Under BIP125, transactions signaled replaceability if any input used an nSequence value below 0xffffffff − 1. Introduced in Bitcoin Core 0.12.0 in 2016, this mechanism allowed users to increase fees on unconfirmed transactions while maintaining first-seen mempool behavior.

That signaling became effectively obsolete after Bitcoin Core introduced full-RBF via the mempoolfullrbf option in version 24.0 and later made it the default. As rkrux noted, once full-RBF became standard, the opt-in flag lost its operational relevance. Nodes now replace transactions regardless of nSequence values.

However, retaining the signal creates a privacy drawback. Since the nSequence field is mandatory, wallets cannot omit it. If wallets drop the BIP125 flag without coordinating on a replacement value, they risk generating distinct sequence patterns that can be used to identify wallet behavior on-chain.

As contributor Murch pointed out, eliminating the signal alone does not remove fingerprinting. Every transaction input still requires an nSequence value, making ecosystem-wide coordination essential to avoid introducing new identifiers.

Murch and Electrum developer SomberNight have both supported adopting MAX-2 as the default, a choice reinforced by data showing that roughly 75% of transactions already use this value. Alternatives such as MAX-1 were considered but rejected, as they would create a new, distinguishable pattern rather than blending into the current majority.

There is also a forward-looking rationale. Proposed upgrades involving nVersion=3 transactions and Package RBF may assign specific roles to MAX and MAX-1, making MAX-2 the more practical long-term standard while easing future transitions.

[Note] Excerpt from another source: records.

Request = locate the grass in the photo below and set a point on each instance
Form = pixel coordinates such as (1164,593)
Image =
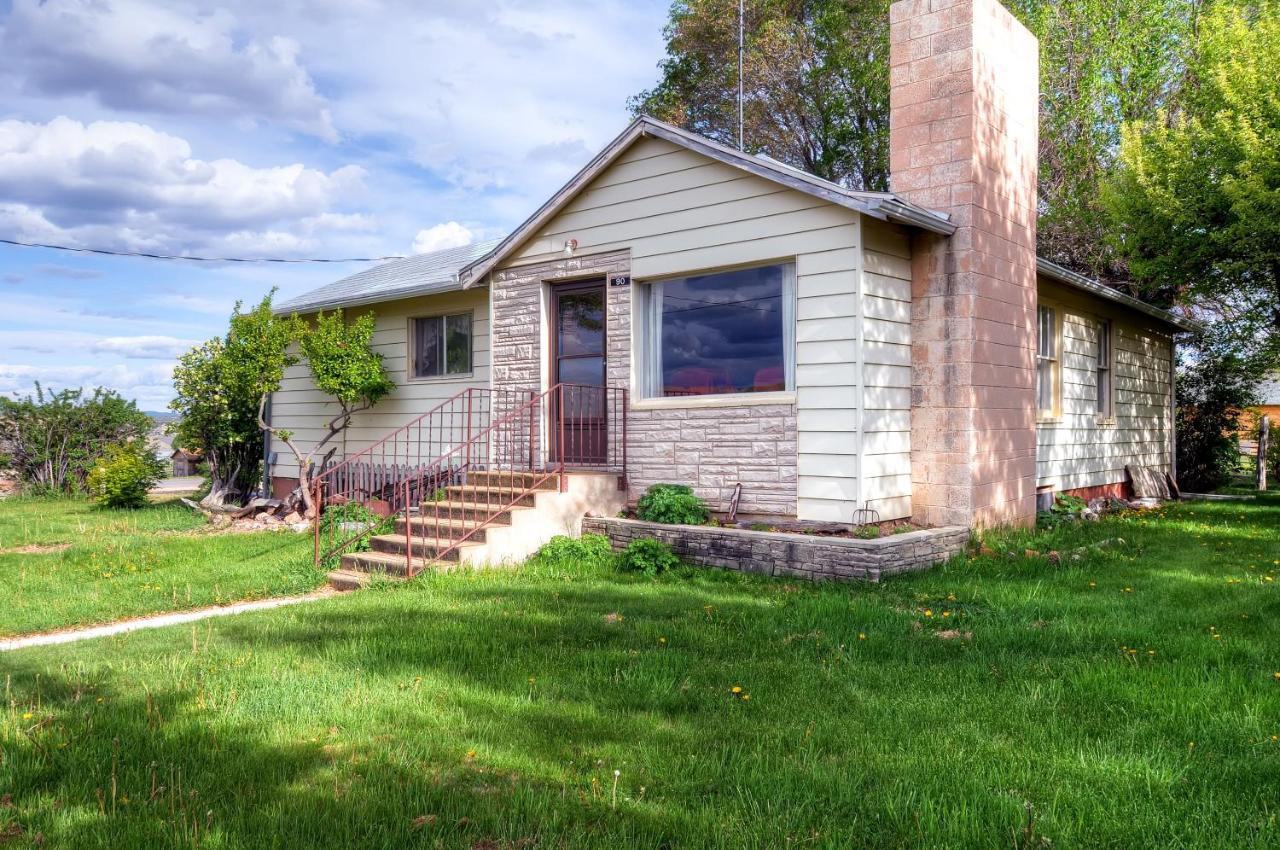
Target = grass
(64,562)
(1127,699)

From a user perspective, the ability to bump transaction fees remains unchanged. What changes is the visibility of replaceability within the transaction structure. Merchants who previously relied on the BIP125 flag to assess zero-confirmation risk will now need to assume all unconfirmed transactions are replaceable—an assumption that has effectively held since full-RBF became standard.

If adopted and widely implemented, the proposal could set a precedent for coordinated defaults across the Bitcoin ecosystem. A shift to MAX-2 would mark a relatively unified alignment among wallet developers, in contrast to the slower, fragmented rollout of full-RBF in previous years.